During July and August 1942, Rommel received 35,000 new troops but no heavy weapons, tanks, or ammunition. Axis military assets were 116,000 servicemen, 547 tanks, 552 artillery pieces, and 770–900 aircraft. Montgomery, new at Eighth Army helm, had well over 1½ times the men under arms as the enemy had, nearly 2 times the tanks, over 4 times the artillery pieces, but slightly fewer aircraft, though the aircraft included the latest Supermarine Spitfires, Curtiss P‑40 Tomahawk fighters, and U.S.-piloted North American B‑25 medium bombers. Late on this date, October 23, 1942, and over the next two days in a phase known as the Break-In (Operation Lightfoot), Montgomery opened up with a deafening bombardment of Axis defenses. Enemy ears bled and the concussion of exploding shells caused many deaths. Bomber runs, flail tanks for clearing antitank and antipersonnel minefields, and infantry with fixed bayonets moved haltingly into the northern and southern sectors of the Axis’s eastern flanks (see map below). Casualties were heavy from stiff Axis resistance.
Rommel returned from European sick leave and took command of Axis forces at midnight on October 25, more than 48 hours after the Second Battle of El Alamein had begun. The first major battle of tanks and men, this in the northern sector, was 6 days of non-stop attack and counterattack. It petered out in a stalemate, both sides exhausted, with the Eight Army suffering 3,000 casualties. But Montgomery girded his loins once again and at 1 a.m. on November 2 the fight was on once more in the largest tank action of the battle (Operation Supercharge). By the end of the day, Rommel had less than 50 tanks able to move while Montgomery had 10 times that many. Rommel was also short of antitank guns and fuel.
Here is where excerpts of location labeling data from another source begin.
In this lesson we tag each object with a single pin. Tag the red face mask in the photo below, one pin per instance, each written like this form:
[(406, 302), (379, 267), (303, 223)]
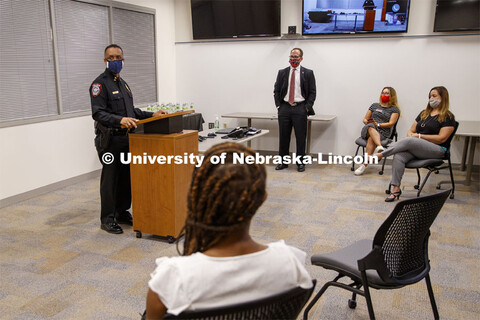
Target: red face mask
[(385, 98), (294, 63)]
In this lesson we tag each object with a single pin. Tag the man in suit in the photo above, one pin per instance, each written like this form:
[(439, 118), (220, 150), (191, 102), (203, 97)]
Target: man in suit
[(294, 93)]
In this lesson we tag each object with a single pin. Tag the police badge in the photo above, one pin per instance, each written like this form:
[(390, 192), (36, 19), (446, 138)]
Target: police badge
[(96, 89)]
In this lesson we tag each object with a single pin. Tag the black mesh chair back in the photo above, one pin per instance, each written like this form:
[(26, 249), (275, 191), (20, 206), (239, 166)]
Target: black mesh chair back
[(397, 256), (403, 239), (286, 305), (433, 165)]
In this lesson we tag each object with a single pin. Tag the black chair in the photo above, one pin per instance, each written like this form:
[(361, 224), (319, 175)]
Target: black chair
[(432, 165), (286, 305), (398, 255), (385, 142)]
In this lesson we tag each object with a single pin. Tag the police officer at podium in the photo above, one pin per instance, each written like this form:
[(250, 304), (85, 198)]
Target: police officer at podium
[(112, 108)]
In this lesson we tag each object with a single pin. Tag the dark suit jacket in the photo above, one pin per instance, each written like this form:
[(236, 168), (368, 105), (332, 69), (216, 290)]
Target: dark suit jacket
[(307, 84)]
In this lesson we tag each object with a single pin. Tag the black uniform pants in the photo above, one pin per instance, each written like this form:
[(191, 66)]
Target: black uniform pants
[(115, 189), (289, 117)]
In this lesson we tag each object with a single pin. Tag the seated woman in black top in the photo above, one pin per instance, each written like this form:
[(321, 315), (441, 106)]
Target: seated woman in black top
[(379, 122), (426, 138)]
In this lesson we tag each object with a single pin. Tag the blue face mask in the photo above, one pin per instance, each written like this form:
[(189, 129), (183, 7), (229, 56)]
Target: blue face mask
[(115, 66)]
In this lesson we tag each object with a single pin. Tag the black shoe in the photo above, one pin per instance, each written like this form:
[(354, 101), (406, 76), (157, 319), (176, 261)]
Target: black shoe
[(124, 218), (396, 196), (111, 227)]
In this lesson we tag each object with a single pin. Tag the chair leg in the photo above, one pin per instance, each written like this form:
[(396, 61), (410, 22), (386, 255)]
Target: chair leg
[(315, 299), (418, 179), (356, 153), (424, 181), (452, 195), (366, 290), (352, 303), (383, 166), (432, 298)]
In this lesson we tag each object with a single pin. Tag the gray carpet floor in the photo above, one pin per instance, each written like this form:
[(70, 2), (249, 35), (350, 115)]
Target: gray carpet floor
[(56, 263)]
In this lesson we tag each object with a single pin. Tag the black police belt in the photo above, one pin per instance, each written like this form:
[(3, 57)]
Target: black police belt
[(295, 103), (120, 132)]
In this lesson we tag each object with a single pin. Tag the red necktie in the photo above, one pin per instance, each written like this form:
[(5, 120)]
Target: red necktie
[(291, 94)]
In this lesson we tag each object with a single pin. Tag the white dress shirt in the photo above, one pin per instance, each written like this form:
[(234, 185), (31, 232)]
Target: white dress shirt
[(298, 90)]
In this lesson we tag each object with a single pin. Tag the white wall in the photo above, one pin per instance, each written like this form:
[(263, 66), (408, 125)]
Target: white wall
[(36, 155), (230, 76)]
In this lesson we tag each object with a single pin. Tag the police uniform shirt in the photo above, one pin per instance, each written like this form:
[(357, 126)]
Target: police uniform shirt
[(112, 99)]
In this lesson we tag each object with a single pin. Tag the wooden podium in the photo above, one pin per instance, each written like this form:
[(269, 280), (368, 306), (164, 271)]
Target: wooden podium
[(159, 190)]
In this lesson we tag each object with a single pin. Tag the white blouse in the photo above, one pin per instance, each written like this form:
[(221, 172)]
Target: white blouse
[(200, 282)]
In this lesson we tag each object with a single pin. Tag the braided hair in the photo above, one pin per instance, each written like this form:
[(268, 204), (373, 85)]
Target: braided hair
[(222, 198)]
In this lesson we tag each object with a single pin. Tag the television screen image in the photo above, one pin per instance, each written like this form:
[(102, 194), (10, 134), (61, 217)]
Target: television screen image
[(457, 15), (354, 16), (213, 19)]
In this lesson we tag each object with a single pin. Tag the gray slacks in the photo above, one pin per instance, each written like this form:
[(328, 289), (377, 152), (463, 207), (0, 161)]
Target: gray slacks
[(408, 149)]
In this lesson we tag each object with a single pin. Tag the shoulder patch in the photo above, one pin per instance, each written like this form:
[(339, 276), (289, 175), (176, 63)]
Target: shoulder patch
[(96, 89)]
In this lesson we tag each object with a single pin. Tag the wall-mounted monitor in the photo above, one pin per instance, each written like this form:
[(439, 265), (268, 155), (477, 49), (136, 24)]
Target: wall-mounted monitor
[(457, 15), (354, 16), (213, 19)]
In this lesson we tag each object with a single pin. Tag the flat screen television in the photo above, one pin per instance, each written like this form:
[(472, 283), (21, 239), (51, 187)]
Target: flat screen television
[(354, 16), (457, 15), (213, 19)]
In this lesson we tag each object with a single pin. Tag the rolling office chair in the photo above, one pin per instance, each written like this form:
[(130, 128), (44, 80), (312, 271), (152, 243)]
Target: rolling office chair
[(385, 142), (397, 257), (432, 165)]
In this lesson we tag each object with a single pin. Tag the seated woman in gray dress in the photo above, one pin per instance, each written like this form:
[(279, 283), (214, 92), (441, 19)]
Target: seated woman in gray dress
[(221, 264), (379, 122), (426, 138)]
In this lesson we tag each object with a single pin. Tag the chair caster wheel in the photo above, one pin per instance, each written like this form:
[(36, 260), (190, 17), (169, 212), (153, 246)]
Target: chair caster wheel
[(352, 304)]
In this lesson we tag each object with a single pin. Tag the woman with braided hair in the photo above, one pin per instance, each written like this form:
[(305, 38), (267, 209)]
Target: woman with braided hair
[(221, 264)]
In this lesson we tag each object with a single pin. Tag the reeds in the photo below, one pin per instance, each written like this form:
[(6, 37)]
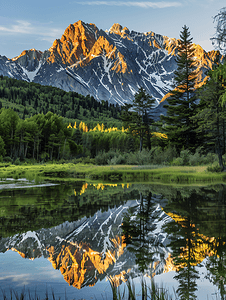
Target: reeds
[(152, 291)]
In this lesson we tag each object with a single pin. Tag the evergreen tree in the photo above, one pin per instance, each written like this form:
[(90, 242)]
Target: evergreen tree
[(211, 115), (181, 104), (136, 116)]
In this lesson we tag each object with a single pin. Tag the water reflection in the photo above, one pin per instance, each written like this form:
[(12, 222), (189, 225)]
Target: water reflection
[(90, 231)]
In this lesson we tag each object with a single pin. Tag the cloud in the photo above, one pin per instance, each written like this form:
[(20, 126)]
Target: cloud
[(25, 27), (143, 4)]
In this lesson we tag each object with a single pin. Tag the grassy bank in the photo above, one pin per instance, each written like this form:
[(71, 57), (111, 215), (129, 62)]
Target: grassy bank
[(123, 173)]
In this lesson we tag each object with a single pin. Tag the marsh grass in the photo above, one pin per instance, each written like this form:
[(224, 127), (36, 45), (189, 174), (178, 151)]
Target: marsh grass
[(152, 291), (114, 173)]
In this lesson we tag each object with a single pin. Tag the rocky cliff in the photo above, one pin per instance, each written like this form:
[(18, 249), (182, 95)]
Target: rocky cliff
[(109, 65)]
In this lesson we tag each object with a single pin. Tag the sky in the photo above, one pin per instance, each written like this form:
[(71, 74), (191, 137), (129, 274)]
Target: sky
[(27, 24)]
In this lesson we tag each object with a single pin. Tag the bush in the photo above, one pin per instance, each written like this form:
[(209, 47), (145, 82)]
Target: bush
[(139, 158), (103, 158), (17, 162), (214, 168), (117, 160), (8, 159)]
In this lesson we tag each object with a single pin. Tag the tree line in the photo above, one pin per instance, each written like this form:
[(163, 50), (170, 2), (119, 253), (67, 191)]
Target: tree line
[(28, 99)]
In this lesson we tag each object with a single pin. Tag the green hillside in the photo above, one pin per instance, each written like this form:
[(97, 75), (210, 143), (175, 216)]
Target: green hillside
[(28, 99)]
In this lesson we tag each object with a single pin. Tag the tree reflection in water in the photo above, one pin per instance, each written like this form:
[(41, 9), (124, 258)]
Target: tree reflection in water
[(197, 230)]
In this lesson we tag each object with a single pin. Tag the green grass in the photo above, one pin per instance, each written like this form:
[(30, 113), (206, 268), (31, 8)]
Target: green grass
[(114, 173)]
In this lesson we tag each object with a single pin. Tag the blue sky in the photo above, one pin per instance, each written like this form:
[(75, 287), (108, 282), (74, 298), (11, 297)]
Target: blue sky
[(30, 24)]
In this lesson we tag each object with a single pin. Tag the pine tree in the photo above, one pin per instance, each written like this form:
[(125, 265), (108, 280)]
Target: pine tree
[(136, 116), (181, 104), (211, 113)]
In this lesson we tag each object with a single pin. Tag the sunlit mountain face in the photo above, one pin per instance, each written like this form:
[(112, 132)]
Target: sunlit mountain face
[(109, 65), (153, 231)]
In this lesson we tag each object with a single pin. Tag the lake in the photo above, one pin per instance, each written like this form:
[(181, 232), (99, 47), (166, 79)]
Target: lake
[(72, 239)]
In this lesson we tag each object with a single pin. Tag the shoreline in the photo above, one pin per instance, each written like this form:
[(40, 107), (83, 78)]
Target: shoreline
[(114, 173)]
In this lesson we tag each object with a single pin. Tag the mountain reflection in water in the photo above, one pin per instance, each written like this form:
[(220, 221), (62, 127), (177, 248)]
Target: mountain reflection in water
[(89, 232)]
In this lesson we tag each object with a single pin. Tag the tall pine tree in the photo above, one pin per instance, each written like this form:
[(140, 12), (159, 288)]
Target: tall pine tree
[(136, 116), (181, 104), (211, 112)]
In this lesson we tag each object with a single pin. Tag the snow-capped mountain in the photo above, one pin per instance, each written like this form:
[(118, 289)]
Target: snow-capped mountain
[(87, 250), (109, 65)]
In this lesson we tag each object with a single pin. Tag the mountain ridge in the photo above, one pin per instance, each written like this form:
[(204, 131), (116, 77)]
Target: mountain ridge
[(108, 65)]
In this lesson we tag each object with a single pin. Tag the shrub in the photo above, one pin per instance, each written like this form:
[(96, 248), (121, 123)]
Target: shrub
[(8, 159), (117, 160), (17, 162), (214, 168)]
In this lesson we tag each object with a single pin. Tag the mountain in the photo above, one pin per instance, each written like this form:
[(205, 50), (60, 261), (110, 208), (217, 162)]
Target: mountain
[(108, 65), (87, 250)]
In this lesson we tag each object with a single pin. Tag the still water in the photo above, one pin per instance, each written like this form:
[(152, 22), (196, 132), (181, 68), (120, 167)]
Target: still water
[(73, 239)]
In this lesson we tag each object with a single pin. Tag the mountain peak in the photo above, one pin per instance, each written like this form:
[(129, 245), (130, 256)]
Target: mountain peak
[(118, 29), (75, 44)]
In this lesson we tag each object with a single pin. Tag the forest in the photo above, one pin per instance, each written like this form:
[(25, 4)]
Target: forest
[(40, 123)]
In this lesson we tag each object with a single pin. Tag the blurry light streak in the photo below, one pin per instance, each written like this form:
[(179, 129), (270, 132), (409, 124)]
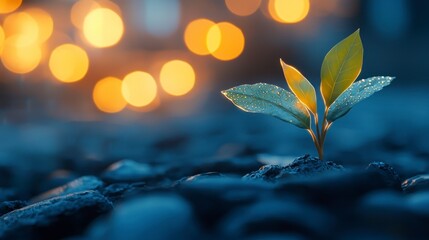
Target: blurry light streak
[(2, 39), (288, 11), (107, 95), (177, 77), (139, 89), (243, 7), (103, 27), (68, 63), (8, 6), (225, 41)]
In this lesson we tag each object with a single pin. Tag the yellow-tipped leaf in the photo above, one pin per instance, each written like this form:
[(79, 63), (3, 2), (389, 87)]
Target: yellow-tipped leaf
[(341, 67), (300, 86)]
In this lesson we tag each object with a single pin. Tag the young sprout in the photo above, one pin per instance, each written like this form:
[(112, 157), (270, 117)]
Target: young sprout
[(340, 68)]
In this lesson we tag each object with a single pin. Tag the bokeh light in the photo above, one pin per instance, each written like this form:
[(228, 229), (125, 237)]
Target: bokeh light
[(177, 77), (68, 63), (196, 35), (243, 7), (139, 89), (44, 22), (103, 27), (8, 6), (20, 58), (23, 26), (107, 95), (288, 11), (225, 41)]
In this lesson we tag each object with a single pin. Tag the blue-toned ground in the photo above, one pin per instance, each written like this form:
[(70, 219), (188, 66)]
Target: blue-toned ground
[(197, 177)]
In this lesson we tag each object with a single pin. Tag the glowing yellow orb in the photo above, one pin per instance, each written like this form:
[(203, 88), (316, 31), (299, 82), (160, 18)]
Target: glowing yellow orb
[(139, 89), (288, 11), (243, 7), (44, 22), (177, 77), (19, 58), (103, 27), (107, 95), (196, 34), (8, 6), (68, 63), (225, 41)]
That evening Rommel sent a message to Marshal of Italy Ugo Cavallero at Comando Supremo in Rome, Italy, who had direct authority over Rommel. Rommel was between a rock and a hard place and said his only hope was to “extricate the remnants” of his army. British intelligence intercepted Rommel’s plea to Comando Supremo, as well as one Hitler sent the next day ordering Rommel to stand and fight. The order was a death sentence for Panzer Army Africa, and Rommel and German Field Marshal Albert Kesselring, Commander in Chief South understood it as such. Kesselring implored Hitler to rescind his order, which the Fuehrer did on November 4. On the same day Lt. Gen. Wilhelm Ritter von Thoma, commander of the elite Afrika Korps, was captured and surrendered to Montgomery. That evening Rommel gave orders to retreat.
As German and Italian units began falling back, chased by the Eighth Army, the Panzer Army Africa front collapsed. Eighth Army’s casualties were 13,500 killed, wounded, or missing, about 8 percent of the force. Among German and Italian soldiers, 30,000 out of just over 100,000 were taken prisoner, two-thirds Italian. Killed or wounded may have amounted to 20,000. British Prime Minister Winston Churchill celebrated the victory at El Alamein—the first British victory over a German-led army—famously saying, “Now is not the end. It is not even the beginning of the end. But perhaps it is the end of the beginning.”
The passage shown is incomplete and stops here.